Practitioners of the electronic arts are in a good position to engage
with a first person science of consciousness because, though artists,
they are naturally disposed to science and technology. (I have explored
some of these issues in arts and science [7], and also cyberspace
[8].)
The brain surgeon suggested that the brain produced consciousness. If one
was to suggest that a flute produces music, because a skilled flute-maker
can give the precise mechanical conditions under which music can or cannot
arise from the instrument, it would be absurd. Yet what if consciousness
was as independent of the brain as the music is of the flute? After all,
can you remember ever having been unconscious?
References
[1] Moody,
T.C., 'Conversations with Zombies', Journal of Consciousness Studies,
Volume 1, No. 2 1994
[2] Penrose, Roger, Shadows
of the Mind - A Search for the Missing Science of Consciousness, Oxford
University Press, 1994
[3] King, Mike, 'From Schroedinger's
Cat to Krishnamurti's Dog Mysticism as the First Person Science of Consciousness'
in Consciousness Research Abstracts, proceedings of the "Tucson
II" conference (Journal of Consciousness Studies) Arizona: University
of Arizona, 1996, p,141
[4] Rajneesh, B.S., Yoga -
The Alpha and the Omega, Rajneesh Foundation, Poona, 1976.

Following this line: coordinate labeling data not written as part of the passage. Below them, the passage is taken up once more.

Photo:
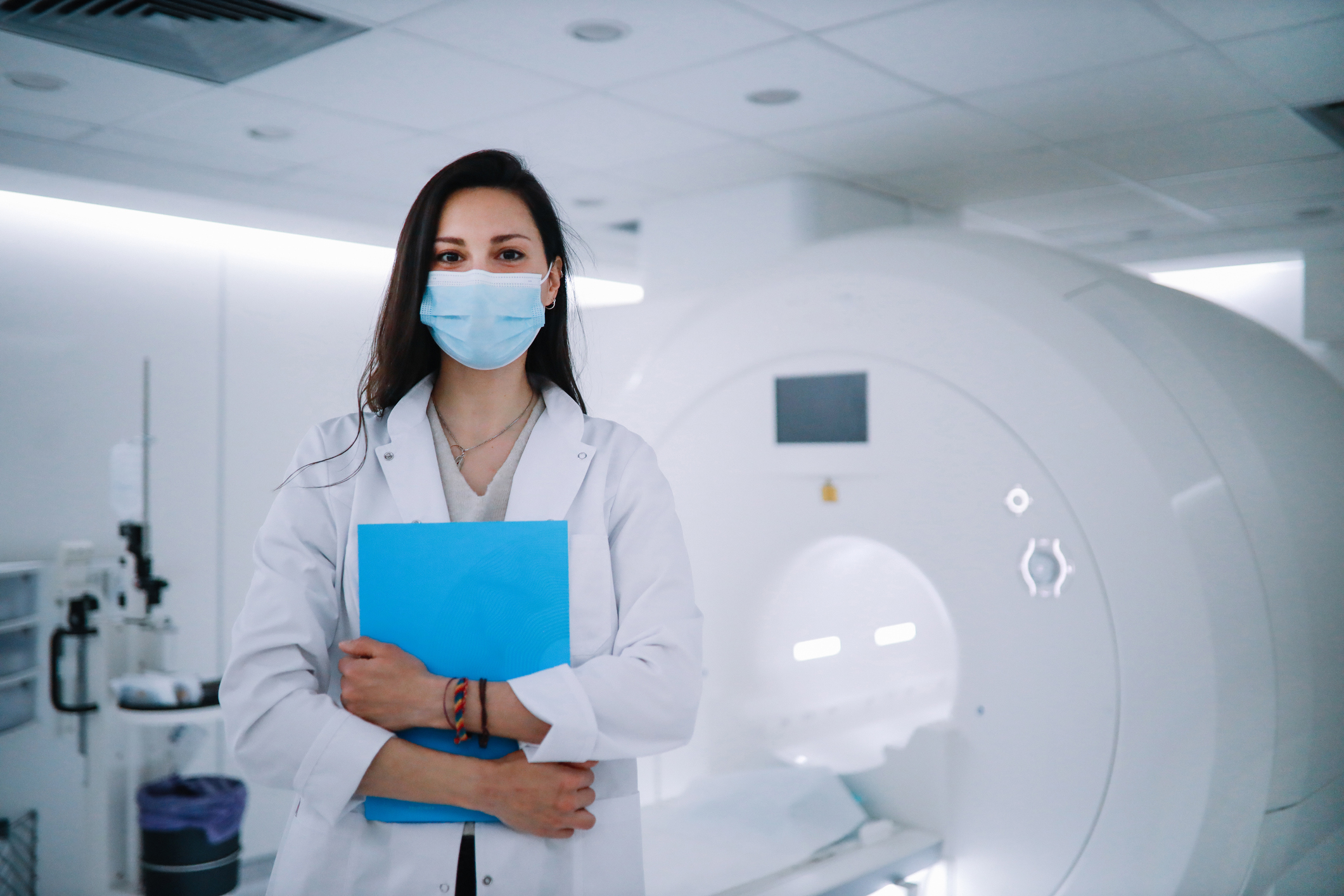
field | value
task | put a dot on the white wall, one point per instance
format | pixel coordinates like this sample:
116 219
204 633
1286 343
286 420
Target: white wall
253 338
1267 288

[5] Master's dissertation, University
of Kent at Canterbury, 1996, unpublished.
[6] Harding, D.E. The Near
End - The Science of Liberation and the Liberation of Science, Shollond,
Nacton, Ipswitch IP10 OEW
[7] King, Mike, 'Concerning the
Spiritual in 20th C Art and Science' Leonardo, Vol. 31, No.1, pp.
21-31, 1998
[8] King, Mike, 'Concerning the
Spiritual in Cyberspace', in Roetto, Michael (Ed.), Seventh International
Symposium on Electronic Art, Rotterdam: ISEA96 Foundation, 1997. p.